General Introduction
Hallo2 is an open source project jointly developed by Fudan University and Baidu to generate high-resolution portrait animations through audio-driven generation. The project utilizes advanced Generative Adversarial Networks (GAN) and time alignment techniques to achieve 4K resolution and up to 1 hour of video generation.Hallo2 also supports text prompts to enhance the diversity and controllability of generated content.
Hallo3 was released and achieved significant lip synchronization by introducing a cross-attention mechanism for audio conditioning that effectively captures the complex relationship between audio signals and facial expressions.
Note that:Hallo3 has the following simple requirements on the input data for inference:
Reference Image: The reference image must have an aspect ratio of 1:1 or 3:2. Driver Audio: The driver audio must be in WAV format.
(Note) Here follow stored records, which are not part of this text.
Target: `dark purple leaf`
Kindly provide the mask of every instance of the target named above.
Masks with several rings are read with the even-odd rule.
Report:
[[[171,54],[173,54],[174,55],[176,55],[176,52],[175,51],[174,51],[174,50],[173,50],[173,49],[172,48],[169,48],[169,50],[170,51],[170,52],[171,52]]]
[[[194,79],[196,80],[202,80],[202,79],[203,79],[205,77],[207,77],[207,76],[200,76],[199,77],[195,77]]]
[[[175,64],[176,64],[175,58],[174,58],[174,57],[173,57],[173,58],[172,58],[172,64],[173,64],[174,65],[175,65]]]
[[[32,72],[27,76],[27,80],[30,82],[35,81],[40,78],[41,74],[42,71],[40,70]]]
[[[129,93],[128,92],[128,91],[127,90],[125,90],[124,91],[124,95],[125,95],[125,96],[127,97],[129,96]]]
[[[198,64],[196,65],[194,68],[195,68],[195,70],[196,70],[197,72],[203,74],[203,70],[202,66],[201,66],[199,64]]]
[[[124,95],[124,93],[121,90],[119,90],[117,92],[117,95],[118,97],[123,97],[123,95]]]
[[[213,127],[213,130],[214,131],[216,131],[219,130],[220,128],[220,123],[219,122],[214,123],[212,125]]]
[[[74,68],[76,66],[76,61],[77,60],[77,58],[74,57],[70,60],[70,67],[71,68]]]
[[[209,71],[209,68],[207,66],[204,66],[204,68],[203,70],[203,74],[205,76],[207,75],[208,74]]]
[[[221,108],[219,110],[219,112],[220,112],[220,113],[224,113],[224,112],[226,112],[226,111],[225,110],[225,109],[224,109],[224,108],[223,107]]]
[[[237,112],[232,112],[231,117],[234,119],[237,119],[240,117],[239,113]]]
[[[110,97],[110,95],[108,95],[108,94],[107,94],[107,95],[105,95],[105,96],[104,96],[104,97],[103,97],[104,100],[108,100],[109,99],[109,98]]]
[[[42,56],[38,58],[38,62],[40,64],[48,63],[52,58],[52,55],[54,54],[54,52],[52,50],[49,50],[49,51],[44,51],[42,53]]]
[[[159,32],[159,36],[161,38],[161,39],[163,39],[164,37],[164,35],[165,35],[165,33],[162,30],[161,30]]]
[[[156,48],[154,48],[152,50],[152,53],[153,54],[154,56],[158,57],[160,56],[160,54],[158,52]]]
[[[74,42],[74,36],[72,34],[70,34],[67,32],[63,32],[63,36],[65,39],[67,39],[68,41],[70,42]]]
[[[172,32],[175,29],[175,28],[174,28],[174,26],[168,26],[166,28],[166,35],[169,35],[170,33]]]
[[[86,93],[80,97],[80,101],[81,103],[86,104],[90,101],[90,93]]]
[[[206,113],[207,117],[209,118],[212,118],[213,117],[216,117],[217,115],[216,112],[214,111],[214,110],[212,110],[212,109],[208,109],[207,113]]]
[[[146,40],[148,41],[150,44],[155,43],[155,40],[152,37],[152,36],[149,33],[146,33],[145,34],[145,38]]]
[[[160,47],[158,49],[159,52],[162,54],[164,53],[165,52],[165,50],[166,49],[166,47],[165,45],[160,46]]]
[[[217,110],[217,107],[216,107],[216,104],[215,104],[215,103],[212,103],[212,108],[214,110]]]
Audio language: the audio must be in English, as the model's training dataset contains only this language. Audio clarity: ensure that vocals are clear in the audio; background music is acceptable.
Function List
- Audio Driven Animation Generation: Generate corresponding portrait animations from input audio files.
- High Resolution Support: Support for generating videos with 4K resolution to ensure clear picture quality.
- Long video generation: Can generate video content up to 1 hour long.
- Text Alert Enhancement: Control generated portrait expressions and actions with semantic text labels.
- open source: Full source code and pre-trained models are provided to facilitate secondary development.
- Multi-platform support: Supports running on multiple platforms such as Windows, Linux, etc.
Using Help
Installation process
- system requirements::
- Operating system: Ubuntu 20.04/22.04
- GPU: Graphics card supporting CUDA 11.8 (e.g. A100)
- Creating a Virtual Environment::
conda create -n hallo python=3.10 conda activate hallo
- Installation of dependencies::
pip install torch==2.2.2 torchvision==0.17.2 torchaudio==2.2.2 --index-url https://download.pytorch.org/whl/cu118 pip install -r requirements.txt sudo apt-get install ffmpeg
- Download pre-trained model::
git lfs install git clone https://huggingface.co/fudan-generative-ai/hallo2 pretrained_models
Usage Process
- Preparing to enter data::
- Download and prepare the required pre-trained model.
- Prepare the source image and driver audio files.
- Running inference scripts::
python scripts/inference.py --source_image path/to/image --driving_audio path/to/audio
- View Generated Results::
- The generated video file will be saved in the specified output directory and can be viewed using any video player.
Detailed steps
- Download Code::
git clone https://github.com/fudan-generative-vision/hallo2 cd hallo2
- Create and activate a virtual environment::
conda create -n hallo python=3.10 conda activate hallo
- Install the necessary Python packages::
pip install torch==2.2.2 torchvision==0.17.2 torchaudio==2.2.2 --index-url https://download.pytorch.org/whl/cu118 pip install -r requirements.txt
- Install ffmpeg::
sudo apt-get install ffmpeg
- Download pre-trained model::
git lfs install git clone https://huggingface.co/fudan-generative-ai/hallo2 pretrained_models
- Running inference scripts::
python scripts/inference.py --source_image path/to/image --driving_audio path/to/audio
- View Generated Results::
- The generated video file will be saved in the specified output directory and can be viewed using any video player.